Il punto della giurisprudenza in tema di minaccia di rivelazione dell'adulterio tra reato continuato, estorsione e truffa

Avv. Laura Bazzan - Con la sentenza n. 43107/2016, di seguito allegata, la Corte di Cassazione è tornata a pronunciarsi sulla rilevanza penale della condotta dell'amante che, mediante la minaccia di rivelare la relazione adulterina al coniuge tradito, consegua un ingiusto profitto facendosi consegnare denaro o altra utilità dal traditore. Riprendendo il proprio costante orientamento, la Suprema Corte ha avuto modo di ribadire che, in caso di pluralità di pagamenti, per valutare l'eventuale sussistenza di più reati è necessario accertare se, in base al criterio finalistico e temporale, ci si trovi al cospetto di un'unica azione o meno. Di conseguenza, secondo quanto precisato nella parte motiva della sentenza

, "i diversi conati posti in essere per procurarsi un ingiusto profitto costituiscono autonomi reati, unificabili con il vincolo della continuazione, quando, singolarmente considerati in relazione alle circostanze del caso concreto e, in particolare, alle modalità di realizzazione e soprattutto all'elemento temporale, appaiono dotati di una propria completa individualità; al contrario, si ha un solo reato di estorsione, pur in presenza di diversi atti intimidatori, allorché gli stessi costituiscono singoli momenti di un'unica azione perché sorretti da un'unica e continua determinazione, che non registri sul piano della volontà interruzioni o desistenze". Sulla scorta di queste considerazioni, la Corte di legittimità accoglieva la tesi difensiva ritenendo integrata un'unica azione estorsiva in luogo della continuazione, mentre rigettava la domanda di riqualificazione del fatto come truffa basata sull'inesistenza del pericolo per non essere il possibile ed eventuale male minacciato proveniente da chi lo prospettava.

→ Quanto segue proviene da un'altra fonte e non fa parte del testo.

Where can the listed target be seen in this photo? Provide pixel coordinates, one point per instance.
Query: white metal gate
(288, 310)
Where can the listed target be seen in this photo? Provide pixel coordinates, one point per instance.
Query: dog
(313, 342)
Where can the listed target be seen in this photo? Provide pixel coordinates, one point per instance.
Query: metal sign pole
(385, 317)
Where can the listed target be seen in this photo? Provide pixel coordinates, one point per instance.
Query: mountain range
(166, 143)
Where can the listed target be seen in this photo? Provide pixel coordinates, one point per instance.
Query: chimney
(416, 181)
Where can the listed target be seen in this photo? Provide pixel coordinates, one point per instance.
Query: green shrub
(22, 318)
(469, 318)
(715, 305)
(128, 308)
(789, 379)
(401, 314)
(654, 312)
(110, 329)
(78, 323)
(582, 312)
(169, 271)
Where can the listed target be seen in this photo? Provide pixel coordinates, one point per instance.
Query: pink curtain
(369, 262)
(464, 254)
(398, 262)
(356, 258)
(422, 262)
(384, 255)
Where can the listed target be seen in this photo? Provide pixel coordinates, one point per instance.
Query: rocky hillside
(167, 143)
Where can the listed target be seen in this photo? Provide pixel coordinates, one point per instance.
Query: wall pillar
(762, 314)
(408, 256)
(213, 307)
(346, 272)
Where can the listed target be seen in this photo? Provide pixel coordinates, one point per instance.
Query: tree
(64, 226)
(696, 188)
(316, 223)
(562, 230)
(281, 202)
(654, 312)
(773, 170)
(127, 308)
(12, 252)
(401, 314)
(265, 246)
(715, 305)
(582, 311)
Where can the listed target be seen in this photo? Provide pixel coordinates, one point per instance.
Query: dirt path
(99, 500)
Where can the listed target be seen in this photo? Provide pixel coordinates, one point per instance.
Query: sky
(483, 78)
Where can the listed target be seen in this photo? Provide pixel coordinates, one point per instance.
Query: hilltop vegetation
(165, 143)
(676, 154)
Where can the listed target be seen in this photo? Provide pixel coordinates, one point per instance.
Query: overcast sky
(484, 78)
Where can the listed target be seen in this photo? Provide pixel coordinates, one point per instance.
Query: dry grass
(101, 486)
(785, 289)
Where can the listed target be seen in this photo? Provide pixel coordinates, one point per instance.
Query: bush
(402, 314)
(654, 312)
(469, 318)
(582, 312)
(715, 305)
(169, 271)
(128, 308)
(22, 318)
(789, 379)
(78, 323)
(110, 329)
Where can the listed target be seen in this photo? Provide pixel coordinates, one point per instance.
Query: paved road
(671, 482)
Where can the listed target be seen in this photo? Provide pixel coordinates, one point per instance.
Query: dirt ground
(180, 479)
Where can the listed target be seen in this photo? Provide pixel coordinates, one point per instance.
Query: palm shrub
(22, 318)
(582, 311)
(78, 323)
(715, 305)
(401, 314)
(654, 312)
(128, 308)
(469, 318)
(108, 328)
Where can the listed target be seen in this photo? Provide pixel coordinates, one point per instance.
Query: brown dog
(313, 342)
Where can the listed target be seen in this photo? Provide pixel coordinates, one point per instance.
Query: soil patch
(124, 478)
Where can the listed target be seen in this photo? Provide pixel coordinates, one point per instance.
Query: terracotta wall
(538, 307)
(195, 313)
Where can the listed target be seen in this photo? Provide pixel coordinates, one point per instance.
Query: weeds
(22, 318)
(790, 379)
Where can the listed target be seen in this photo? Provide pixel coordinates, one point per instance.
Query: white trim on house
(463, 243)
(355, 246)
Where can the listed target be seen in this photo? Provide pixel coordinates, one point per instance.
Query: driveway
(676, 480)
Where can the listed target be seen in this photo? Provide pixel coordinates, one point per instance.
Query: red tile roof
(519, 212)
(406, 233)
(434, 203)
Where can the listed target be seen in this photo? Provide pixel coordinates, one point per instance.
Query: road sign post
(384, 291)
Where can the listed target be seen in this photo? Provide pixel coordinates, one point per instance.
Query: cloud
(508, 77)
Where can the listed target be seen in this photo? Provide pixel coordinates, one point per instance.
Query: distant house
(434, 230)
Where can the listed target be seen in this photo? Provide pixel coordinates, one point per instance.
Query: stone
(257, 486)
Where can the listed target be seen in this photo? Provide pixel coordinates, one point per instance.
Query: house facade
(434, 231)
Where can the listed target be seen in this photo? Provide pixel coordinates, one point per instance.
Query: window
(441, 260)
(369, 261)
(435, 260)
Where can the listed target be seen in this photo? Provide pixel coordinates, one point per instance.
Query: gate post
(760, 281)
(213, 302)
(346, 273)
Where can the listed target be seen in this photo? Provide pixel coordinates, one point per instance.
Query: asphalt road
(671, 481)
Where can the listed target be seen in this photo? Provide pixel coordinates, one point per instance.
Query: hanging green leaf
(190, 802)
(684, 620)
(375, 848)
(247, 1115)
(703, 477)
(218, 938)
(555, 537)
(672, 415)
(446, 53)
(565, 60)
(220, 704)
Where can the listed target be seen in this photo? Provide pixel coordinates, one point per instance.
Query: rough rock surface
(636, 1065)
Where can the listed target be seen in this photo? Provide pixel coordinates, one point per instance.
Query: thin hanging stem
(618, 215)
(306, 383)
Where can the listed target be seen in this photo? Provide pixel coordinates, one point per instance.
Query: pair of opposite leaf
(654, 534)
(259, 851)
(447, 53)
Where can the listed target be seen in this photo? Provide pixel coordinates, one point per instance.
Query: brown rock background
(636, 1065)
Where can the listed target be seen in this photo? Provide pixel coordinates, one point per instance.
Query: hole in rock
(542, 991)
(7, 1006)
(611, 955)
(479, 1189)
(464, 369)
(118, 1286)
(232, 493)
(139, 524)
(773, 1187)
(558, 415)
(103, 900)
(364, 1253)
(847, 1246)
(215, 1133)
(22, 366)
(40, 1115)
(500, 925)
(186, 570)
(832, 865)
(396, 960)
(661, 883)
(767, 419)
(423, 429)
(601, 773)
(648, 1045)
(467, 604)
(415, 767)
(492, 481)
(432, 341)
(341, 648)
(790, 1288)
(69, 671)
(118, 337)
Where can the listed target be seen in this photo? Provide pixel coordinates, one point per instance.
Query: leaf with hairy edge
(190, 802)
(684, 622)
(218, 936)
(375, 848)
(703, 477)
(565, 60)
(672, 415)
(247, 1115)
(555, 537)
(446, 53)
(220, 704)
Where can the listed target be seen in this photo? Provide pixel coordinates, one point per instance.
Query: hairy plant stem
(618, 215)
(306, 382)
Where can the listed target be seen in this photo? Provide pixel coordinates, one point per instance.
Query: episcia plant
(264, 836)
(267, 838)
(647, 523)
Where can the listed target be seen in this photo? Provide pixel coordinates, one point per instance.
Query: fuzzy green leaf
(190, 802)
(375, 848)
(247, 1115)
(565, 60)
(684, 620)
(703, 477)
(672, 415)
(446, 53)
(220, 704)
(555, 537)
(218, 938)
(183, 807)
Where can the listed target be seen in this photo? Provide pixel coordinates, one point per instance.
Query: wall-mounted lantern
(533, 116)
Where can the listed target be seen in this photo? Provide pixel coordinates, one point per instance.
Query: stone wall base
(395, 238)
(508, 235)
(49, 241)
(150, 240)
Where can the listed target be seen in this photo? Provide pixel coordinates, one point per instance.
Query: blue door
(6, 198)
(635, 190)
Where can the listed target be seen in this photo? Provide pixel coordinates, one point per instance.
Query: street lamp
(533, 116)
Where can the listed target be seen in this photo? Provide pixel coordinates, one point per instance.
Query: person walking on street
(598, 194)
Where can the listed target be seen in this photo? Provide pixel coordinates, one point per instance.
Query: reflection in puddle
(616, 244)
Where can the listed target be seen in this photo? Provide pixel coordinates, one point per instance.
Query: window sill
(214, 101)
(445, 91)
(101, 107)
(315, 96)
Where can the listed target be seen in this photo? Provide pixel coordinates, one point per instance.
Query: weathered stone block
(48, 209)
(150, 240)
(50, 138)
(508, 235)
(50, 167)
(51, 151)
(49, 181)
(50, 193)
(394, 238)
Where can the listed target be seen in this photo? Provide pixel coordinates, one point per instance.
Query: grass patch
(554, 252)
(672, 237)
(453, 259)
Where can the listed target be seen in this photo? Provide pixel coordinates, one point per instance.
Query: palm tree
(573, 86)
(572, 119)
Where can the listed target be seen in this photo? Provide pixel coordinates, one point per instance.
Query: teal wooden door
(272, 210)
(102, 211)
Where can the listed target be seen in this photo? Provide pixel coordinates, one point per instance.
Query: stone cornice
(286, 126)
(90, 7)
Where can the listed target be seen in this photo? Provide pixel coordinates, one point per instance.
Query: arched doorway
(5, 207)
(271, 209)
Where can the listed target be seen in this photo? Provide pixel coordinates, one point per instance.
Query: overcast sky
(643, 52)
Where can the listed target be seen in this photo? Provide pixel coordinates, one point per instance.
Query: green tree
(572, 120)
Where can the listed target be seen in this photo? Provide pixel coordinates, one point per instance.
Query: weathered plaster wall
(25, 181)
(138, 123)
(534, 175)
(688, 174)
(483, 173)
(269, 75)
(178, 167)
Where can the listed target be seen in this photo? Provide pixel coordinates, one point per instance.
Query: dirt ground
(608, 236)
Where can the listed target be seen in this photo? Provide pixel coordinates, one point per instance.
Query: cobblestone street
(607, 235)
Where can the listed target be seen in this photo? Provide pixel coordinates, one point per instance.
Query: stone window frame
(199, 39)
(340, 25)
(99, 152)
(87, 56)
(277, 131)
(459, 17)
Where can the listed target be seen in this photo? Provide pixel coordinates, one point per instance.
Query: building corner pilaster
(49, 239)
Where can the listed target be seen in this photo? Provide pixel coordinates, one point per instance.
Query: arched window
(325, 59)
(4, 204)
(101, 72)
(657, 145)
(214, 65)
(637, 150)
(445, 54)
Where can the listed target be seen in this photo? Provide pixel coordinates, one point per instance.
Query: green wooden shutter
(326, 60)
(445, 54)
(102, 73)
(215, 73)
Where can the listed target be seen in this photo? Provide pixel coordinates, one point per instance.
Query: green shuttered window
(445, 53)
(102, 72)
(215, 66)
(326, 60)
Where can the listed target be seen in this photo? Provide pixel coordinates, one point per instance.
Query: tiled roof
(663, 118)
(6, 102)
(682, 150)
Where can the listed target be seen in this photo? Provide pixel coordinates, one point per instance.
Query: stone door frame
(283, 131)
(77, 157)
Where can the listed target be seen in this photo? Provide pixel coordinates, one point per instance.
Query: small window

Con specifico riguardo alla configurabilità del delitto di estorsione o di quello di truffa in ipotesi di appalesamento di adulterio

, peraltro, già con la sentenza n. 7662/2015, la Corte di Cassazione aveva individuato il criterio discretivo tra le due fattispecie nel diverso modo di atteggiarsi della condotta lesiva e della sua incidenza nella sfera della vittima. Nel caso di specie, più precisamente, la medesima Corte di Cassazione aveva ritenuto configurabile il reato di estorsione nella minaccia del terzo di rivelare la relazione extraconiugale, intrapresa dalla stessa persona offesa, volta a farsi consegnare da quest'ultima degli orecchini preziosi. Per la Suprema Corte, infatti, il male indicato si era rivelato come certo e realizzabile ad opera del reo e la persona offesa era stata posta nell'ineluttabile alternativa di far conseguire all'agente il preteso profitto o di subire il male minacciato.

La sussistenza del reato di estorsione trova conferma anche in una pronuncia avente ad oggetto la condotta di un uomo che aveva minacciato di rivelare il tradimento al genitore della propria amante. Considerando integrata la condizione di coartazione anche quando il fatto minacciato è confinato al piano dei costumi e delle regole sociali, la Corte di Cassazione chiariva che "in tema di estorsione, la minaccia diviene contra ius quando, pur non essendo antigiuridico il male prospettato, si faccia uso di mezzi giuridici legittimi per ottenere scopi non consentiti o risultati non dovuti" (leggi: "Cassazione: scattano le manette per l'amante che minaccia di rivelare la relazione clandestina").